I was getting sick of this charade. I wanted to know what was going on. I mean, I'd smash the guard's faces, but I was curious. Who was behind all of this?

After endless corridors I reached my destination. (Imagine me saying that in a sat-nav voice) It was a magnificent throne room dominated by the most beautiful lady I'd ever seen. She was lounging on what was evidently her throne, feet casually slung over one of the arms.

The guards bowed and one of them forced me to my knees. I scowled but didn't resist.

"Aah, this is her?"

The queen's voice was soft and silky with a purr behind it that made me think of a satisfied cat.

"Yeah, it is I" I snarled, "The girl you kidnapped!" I tried to put as much sting as possible behind the words.

"Oh darling!" She laughed like a babbling brook. Dam, even her laugh was perfect. I wistfully thought about ruining that pretty little face of hers. #newlifegoals

"You haven't been kidnapped!" She smiled.

"No, I'm just being held against my will," I paused, "Oh wait - that is kidnapping!"

She laughed again, "Oh dear, it seems as if though we have got off on the wrong foot. Kiki," she snapped her fingers, "escort Miss..." She looked at me questioningly.

"Cavalier," I snapped, "Like the pony!" I mentally face palmed. Note to self: Think of better comebacks.

"Right," she said, looking amused, "Kiki, escort Miss Cavelier to her room."

"Room?"I shook my head. " I am so not staying here!"

A steely look came into the queen's eyes, "It is late and I am am sure you wish to refresh yourself before dinner. Now go!"
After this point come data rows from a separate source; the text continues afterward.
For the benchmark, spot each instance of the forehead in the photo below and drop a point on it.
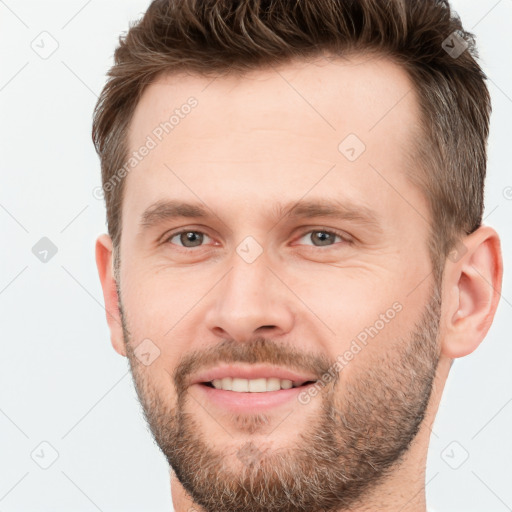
(275, 130)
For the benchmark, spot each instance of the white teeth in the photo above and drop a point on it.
(251, 385)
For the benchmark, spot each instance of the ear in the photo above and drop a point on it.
(104, 262)
(472, 287)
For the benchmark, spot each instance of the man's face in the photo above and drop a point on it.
(248, 286)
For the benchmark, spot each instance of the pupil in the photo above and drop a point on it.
(324, 237)
(189, 237)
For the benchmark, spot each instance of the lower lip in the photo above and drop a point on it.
(250, 402)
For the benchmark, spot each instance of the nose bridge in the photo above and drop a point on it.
(249, 297)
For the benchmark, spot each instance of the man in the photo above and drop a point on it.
(295, 256)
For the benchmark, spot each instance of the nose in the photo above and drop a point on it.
(250, 301)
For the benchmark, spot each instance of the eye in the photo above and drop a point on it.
(188, 238)
(323, 237)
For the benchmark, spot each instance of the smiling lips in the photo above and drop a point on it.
(252, 379)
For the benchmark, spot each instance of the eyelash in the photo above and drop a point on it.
(343, 237)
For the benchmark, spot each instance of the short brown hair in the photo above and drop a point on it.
(234, 36)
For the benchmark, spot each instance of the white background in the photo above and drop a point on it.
(60, 380)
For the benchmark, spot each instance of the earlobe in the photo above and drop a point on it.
(105, 270)
(472, 291)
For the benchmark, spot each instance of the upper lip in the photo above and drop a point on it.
(250, 372)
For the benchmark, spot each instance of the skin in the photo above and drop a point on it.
(252, 142)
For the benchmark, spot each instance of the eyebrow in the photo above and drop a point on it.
(166, 210)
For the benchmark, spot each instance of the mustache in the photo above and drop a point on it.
(259, 350)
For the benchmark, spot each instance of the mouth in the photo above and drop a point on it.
(260, 385)
(249, 396)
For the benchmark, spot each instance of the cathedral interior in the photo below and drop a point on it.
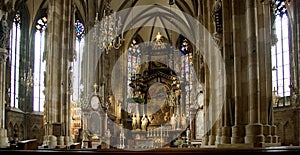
(146, 75)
I was too tired to fight back. Kiki, a girl with spiky green hair and thick eyeliner stepped forward.

"Follow me."

I did, and was led down many halls until I found myself in a room with a four poster bed and ensuite. The carpet was luxurious and I wanted to take off my shoes and feel it, but I wasn't sure if that would really help my badass appearance.

Kiki opened a huge wardrobe and pulled out a dress. It was green and cut straight down.
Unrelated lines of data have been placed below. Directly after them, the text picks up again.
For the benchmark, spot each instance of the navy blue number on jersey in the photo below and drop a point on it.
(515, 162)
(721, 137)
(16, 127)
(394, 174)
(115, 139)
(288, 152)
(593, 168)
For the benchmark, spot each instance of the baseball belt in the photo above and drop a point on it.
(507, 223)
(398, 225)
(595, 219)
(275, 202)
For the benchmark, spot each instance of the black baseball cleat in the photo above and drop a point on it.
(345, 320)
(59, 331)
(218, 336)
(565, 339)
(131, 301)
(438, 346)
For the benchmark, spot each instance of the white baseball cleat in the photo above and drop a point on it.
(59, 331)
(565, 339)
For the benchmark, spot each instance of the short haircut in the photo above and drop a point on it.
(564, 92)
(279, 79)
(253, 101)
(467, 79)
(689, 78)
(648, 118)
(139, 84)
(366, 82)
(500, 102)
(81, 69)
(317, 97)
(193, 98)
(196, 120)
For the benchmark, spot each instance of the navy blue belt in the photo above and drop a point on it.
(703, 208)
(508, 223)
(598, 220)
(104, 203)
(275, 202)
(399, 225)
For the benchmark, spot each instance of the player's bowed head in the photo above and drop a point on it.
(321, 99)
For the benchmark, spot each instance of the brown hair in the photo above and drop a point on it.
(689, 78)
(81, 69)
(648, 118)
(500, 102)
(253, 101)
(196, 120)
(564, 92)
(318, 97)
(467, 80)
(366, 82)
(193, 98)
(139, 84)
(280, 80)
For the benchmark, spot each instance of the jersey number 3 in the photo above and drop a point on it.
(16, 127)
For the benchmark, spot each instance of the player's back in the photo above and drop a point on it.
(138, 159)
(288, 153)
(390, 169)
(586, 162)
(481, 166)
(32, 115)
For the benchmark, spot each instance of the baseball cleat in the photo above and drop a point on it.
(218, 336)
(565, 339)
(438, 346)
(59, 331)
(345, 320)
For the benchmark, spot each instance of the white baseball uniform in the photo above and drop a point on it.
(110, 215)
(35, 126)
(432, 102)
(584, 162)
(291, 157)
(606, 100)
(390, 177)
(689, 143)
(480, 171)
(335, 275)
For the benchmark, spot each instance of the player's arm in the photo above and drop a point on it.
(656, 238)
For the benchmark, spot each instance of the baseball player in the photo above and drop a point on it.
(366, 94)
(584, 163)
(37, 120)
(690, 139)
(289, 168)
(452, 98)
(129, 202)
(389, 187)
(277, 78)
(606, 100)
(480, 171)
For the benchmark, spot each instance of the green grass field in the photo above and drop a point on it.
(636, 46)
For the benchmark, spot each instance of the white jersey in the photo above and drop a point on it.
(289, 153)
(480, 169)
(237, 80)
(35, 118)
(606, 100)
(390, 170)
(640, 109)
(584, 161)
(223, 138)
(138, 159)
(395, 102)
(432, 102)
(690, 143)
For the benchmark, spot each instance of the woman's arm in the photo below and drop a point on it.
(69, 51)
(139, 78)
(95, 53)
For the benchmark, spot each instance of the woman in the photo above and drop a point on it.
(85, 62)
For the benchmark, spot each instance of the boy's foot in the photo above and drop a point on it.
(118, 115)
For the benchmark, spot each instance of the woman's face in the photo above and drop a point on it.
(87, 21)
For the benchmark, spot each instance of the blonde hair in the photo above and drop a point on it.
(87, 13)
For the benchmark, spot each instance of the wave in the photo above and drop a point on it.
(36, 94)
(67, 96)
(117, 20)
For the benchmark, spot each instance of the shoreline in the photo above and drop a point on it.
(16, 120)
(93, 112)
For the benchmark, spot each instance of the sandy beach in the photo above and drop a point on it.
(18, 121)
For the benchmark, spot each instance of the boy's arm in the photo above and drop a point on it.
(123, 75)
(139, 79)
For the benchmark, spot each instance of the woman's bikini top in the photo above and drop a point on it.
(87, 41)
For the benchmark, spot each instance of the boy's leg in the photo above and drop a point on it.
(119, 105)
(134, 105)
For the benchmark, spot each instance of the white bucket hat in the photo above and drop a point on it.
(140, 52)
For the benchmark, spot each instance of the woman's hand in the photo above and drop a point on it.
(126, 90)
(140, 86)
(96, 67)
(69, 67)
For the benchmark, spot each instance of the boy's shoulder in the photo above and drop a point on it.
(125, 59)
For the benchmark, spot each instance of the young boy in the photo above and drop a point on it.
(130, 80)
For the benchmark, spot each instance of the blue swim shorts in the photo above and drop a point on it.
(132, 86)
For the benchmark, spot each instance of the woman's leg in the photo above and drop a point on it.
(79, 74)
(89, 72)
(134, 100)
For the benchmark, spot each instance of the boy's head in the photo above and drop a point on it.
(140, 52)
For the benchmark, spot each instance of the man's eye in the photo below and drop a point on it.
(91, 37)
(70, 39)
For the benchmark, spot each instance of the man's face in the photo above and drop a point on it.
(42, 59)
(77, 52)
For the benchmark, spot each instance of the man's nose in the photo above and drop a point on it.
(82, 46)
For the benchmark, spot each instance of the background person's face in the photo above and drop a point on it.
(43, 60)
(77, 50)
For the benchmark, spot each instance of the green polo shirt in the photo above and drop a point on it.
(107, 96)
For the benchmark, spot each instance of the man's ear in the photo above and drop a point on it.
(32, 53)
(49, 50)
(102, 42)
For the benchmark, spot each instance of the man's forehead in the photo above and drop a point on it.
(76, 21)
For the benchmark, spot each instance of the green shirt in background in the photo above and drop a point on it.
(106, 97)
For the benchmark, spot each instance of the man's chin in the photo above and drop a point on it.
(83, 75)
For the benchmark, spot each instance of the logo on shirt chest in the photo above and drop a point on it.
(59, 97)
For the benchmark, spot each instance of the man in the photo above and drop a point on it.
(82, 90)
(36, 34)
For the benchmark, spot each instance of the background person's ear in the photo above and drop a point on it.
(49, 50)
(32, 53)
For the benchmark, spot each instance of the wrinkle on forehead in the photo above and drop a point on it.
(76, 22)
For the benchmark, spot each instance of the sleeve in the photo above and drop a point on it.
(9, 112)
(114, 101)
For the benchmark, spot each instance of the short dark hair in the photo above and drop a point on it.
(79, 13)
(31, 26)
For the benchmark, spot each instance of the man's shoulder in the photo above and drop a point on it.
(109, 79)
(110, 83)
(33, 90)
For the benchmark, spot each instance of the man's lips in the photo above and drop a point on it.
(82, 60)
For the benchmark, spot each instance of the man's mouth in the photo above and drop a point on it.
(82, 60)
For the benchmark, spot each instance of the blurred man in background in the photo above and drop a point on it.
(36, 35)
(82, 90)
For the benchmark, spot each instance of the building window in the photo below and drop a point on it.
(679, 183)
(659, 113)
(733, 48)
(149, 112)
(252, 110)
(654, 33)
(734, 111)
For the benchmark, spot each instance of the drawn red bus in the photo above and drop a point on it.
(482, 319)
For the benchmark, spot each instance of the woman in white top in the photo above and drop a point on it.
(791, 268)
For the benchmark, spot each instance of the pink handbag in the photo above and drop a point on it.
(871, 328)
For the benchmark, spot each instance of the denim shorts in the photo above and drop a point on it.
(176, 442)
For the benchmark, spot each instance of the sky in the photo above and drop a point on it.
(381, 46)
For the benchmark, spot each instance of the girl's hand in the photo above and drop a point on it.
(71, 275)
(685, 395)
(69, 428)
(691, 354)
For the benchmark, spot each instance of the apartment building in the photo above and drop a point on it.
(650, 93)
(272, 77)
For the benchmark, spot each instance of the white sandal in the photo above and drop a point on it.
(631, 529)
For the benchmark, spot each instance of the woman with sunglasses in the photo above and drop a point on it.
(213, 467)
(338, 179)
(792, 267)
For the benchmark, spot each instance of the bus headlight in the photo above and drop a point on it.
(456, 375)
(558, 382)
Kiki smiled, "To match your eyes," she said, "You must wear it to dinner. A gong will sound at 7"

OK - two questions here

a. How did they know what colour my eyes were
And
b. Why do I have to wear a Goddam dress?

She left before I could express my outrage. I shrugged off my jacket and flopped on the bed. I only had half an hour before dinner. It was obviously a fancy affair.

I looked in the wardrobe and checked out the other clothes there. The rest I liked. Tight jeans, a variety of tank tops and a truly awesome new leather jacket. There were a few more formal dresses and some flouncy summer affairs. Different shoes. Killer black high heeled boots, delicate stilettos to go with my dress and running shoes. Some pumps  and another pair of combat boots.

I took a peek at the bathroom and there was even more stuff there. Makeup and hair stylers, even a new toothbrush. Also a full on jacuzzi.

Maybe I could get used to this.

I decided to get ready for dinner. Cursing, I wrestled with the dress until it slipped over my head. A perfect fit. Of course.

I yanked a brush through my hair then scowling tried to pin it up into an up-do. I shoved pins in my hair to make it stay and then gave it some hairspray for good measure.